A ban would shut down the current mishmash of county rules and implement the tightest restrictions possible under state law.

Oviatt said that the 22 medical marijuana dispensaries that are currently legal under county ordinances would be allowed to phase out operations over one year.

All other businesses are illegal under an existing moratorium and would have to close immediately if a ban were implemented, she said.

And the county would make it stick.

“In the past we have had a complaint-driven enforcement,” Oviatt said.

Under the ban, the county would create a proactive enforcement effort aimed at closing the stores, she said.


Regulation is the other option for Kern County, Oviatt told the board.

Businesses would be kept one-half mile from sensitive uses like schools, daycares and other similar locations.

Rules would limit indoor cultivation to 2 million square feet countywide and the space for processing of the plant into oils, tinctures, edibles and other products to 500,000 square feet.

Outdoor cultivation would be limited to 150 acres total.

All products produced would be tested for pesticides and other contaminants then tracked through five testing businesses allowed in Kern County under the ordinance.

A maximum of 20 businesses would distribute finished products to the 40 shops allowed to sell cannabis in Kern County, Oviatt said.

Dispensaries, she said, would need to go through a public process to receive approval to operate and the public, their neighbors and any other concerned citizens would have a chance to come and discuss the proposed shop.

Fees on cannabis operations would fund county enforcement of the ordinance and provide grants to community organizations combating drug addiction, homelessness, mental health and other community problems that have links to marijuana, Oviatt said.
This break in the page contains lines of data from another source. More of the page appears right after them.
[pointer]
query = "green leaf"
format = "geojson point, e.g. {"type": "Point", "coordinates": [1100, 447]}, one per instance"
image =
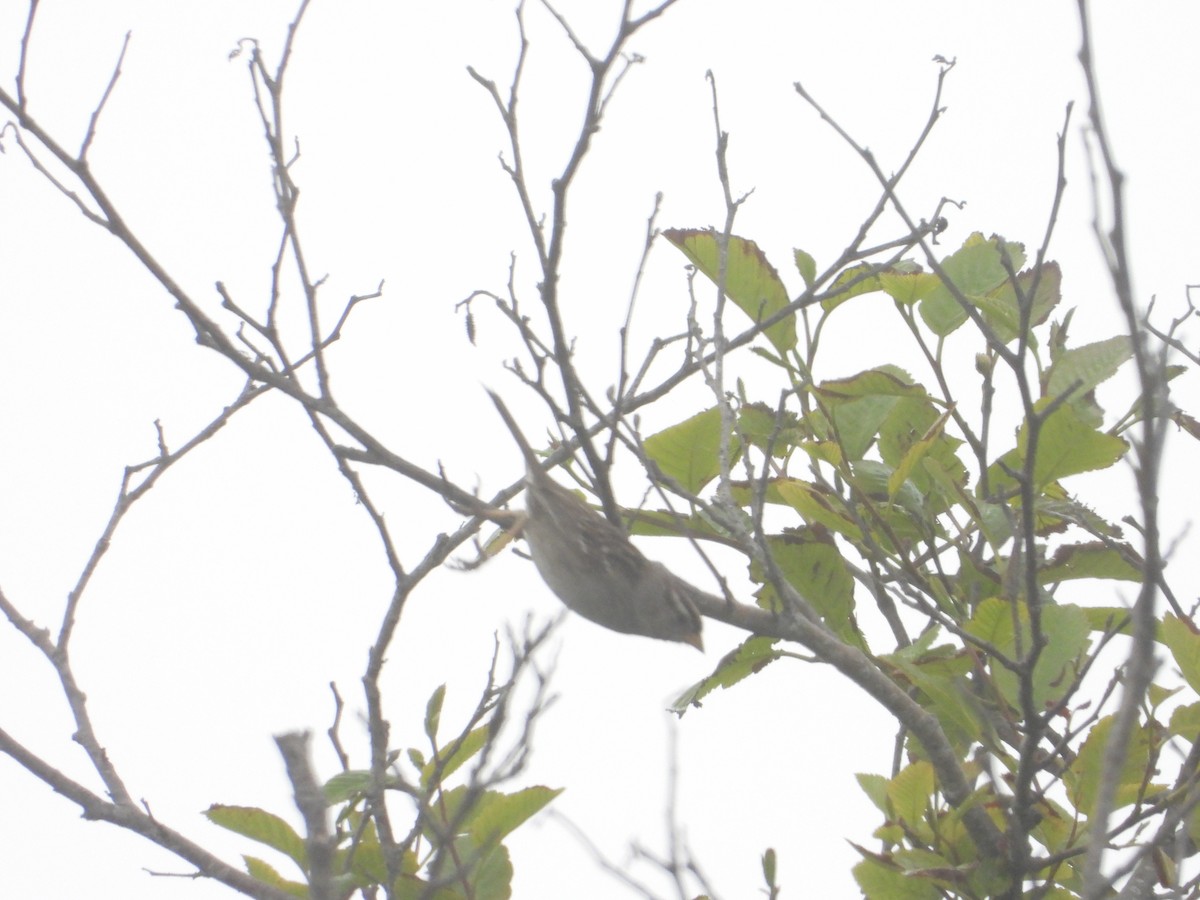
{"type": "Point", "coordinates": [498, 815]}
{"type": "Point", "coordinates": [1001, 309]}
{"type": "Point", "coordinates": [1185, 646]}
{"type": "Point", "coordinates": [807, 267]}
{"type": "Point", "coordinates": [751, 657]}
{"type": "Point", "coordinates": [876, 790]}
{"type": "Point", "coordinates": [268, 875]}
{"type": "Point", "coordinates": [861, 403]}
{"type": "Point", "coordinates": [975, 269]}
{"type": "Point", "coordinates": [911, 792]}
{"type": "Point", "coordinates": [1067, 445]}
{"type": "Point", "coordinates": [879, 881]}
{"type": "Point", "coordinates": [263, 827]}
{"type": "Point", "coordinates": [811, 563]}
{"type": "Point", "coordinates": [433, 713]}
{"type": "Point", "coordinates": [346, 785]}
{"type": "Point", "coordinates": [819, 507]}
{"type": "Point", "coordinates": [1087, 561]}
{"type": "Point", "coordinates": [941, 678]}
{"type": "Point", "coordinates": [690, 451]}
{"type": "Point", "coordinates": [1066, 630]}
{"type": "Point", "coordinates": [862, 279]}
{"type": "Point", "coordinates": [750, 281]}
{"type": "Point", "coordinates": [1085, 775]}
{"type": "Point", "coordinates": [907, 287]}
{"type": "Point", "coordinates": [1085, 367]}
{"type": "Point", "coordinates": [1185, 721]}
{"type": "Point", "coordinates": [493, 876]}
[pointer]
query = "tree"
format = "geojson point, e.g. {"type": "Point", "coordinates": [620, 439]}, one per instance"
{"type": "Point", "coordinates": [921, 535]}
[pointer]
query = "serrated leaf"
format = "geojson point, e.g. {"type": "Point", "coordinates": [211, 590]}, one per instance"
{"type": "Point", "coordinates": [261, 826]}
{"type": "Point", "coordinates": [433, 713]}
{"type": "Point", "coordinates": [1066, 629]}
{"type": "Point", "coordinates": [819, 507]}
{"type": "Point", "coordinates": [911, 792]}
{"type": "Point", "coordinates": [498, 815]}
{"type": "Point", "coordinates": [907, 287]}
{"type": "Point", "coordinates": [1085, 367]}
{"type": "Point", "coordinates": [813, 564]}
{"type": "Point", "coordinates": [879, 881]}
{"type": "Point", "coordinates": [876, 790]}
{"type": "Point", "coordinates": [1001, 309]}
{"type": "Point", "coordinates": [454, 756]}
{"type": "Point", "coordinates": [1087, 561]}
{"type": "Point", "coordinates": [862, 279]}
{"type": "Point", "coordinates": [807, 267]}
{"type": "Point", "coordinates": [975, 269]}
{"type": "Point", "coordinates": [689, 451]}
{"type": "Point", "coordinates": [1185, 646]}
{"type": "Point", "coordinates": [346, 785]}
{"type": "Point", "coordinates": [750, 657]}
{"type": "Point", "coordinates": [1067, 445]}
{"type": "Point", "coordinates": [749, 280]}
{"type": "Point", "coordinates": [268, 875]}
{"type": "Point", "coordinates": [1086, 772]}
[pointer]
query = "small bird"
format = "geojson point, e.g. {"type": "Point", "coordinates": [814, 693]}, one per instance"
{"type": "Point", "coordinates": [593, 567]}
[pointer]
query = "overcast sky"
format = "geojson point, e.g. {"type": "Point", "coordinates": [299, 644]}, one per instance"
{"type": "Point", "coordinates": [250, 579]}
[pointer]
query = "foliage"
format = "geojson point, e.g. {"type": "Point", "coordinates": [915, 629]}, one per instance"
{"type": "Point", "coordinates": [917, 532]}
{"type": "Point", "coordinates": [454, 849]}
{"type": "Point", "coordinates": [969, 550]}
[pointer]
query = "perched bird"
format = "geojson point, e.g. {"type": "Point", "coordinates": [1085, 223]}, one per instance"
{"type": "Point", "coordinates": [593, 567]}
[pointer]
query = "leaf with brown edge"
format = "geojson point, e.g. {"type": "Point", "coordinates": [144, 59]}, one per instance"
{"type": "Point", "coordinates": [749, 280]}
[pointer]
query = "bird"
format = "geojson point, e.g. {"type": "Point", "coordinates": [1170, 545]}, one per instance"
{"type": "Point", "coordinates": [593, 567]}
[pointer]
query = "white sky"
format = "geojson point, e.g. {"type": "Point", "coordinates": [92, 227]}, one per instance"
{"type": "Point", "coordinates": [250, 580]}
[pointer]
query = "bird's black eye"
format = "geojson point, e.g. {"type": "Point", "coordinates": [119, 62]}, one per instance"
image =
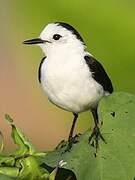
{"type": "Point", "coordinates": [56, 36]}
Allowing the businesses to come in would create 8,750 new jobs in Kern County with wages of between $15 and $22 an hour, she said.


Attorney Gabriel Godinez urged the county to reconsider the one-half mile limitation on the placement of businesses in a regulatory scheme. The boundary should be closer to 1,500 feet, he said.

“We don’t want to get into the issue we had with Measure G,” he said.

That voter-approved measure was so restrictive on dispensary locations that it triggered a legal challenge that invalidated the rule and forced the county to do the environmental report that came before the board Tuesday.

He also asked the county how much it had spent on litigation trying to defend the county’s efforts to restrict or ban medical marijuana.

Resident T. J. Esposito urged supervisors to allow and regulate marijuana.

“An industry that is well-regulated requires minimal government intervention,” he said.

Good regulations, he argued, would make the community safer and be so fruitful to the county that it would need an extra room “just to count all the money.”

Resident Jordan Jarvis said public safety is first.

If Kern chooses a ban, he argued, it would be handing over control of the marijuana cultivation and supply chain to gangs and the mob.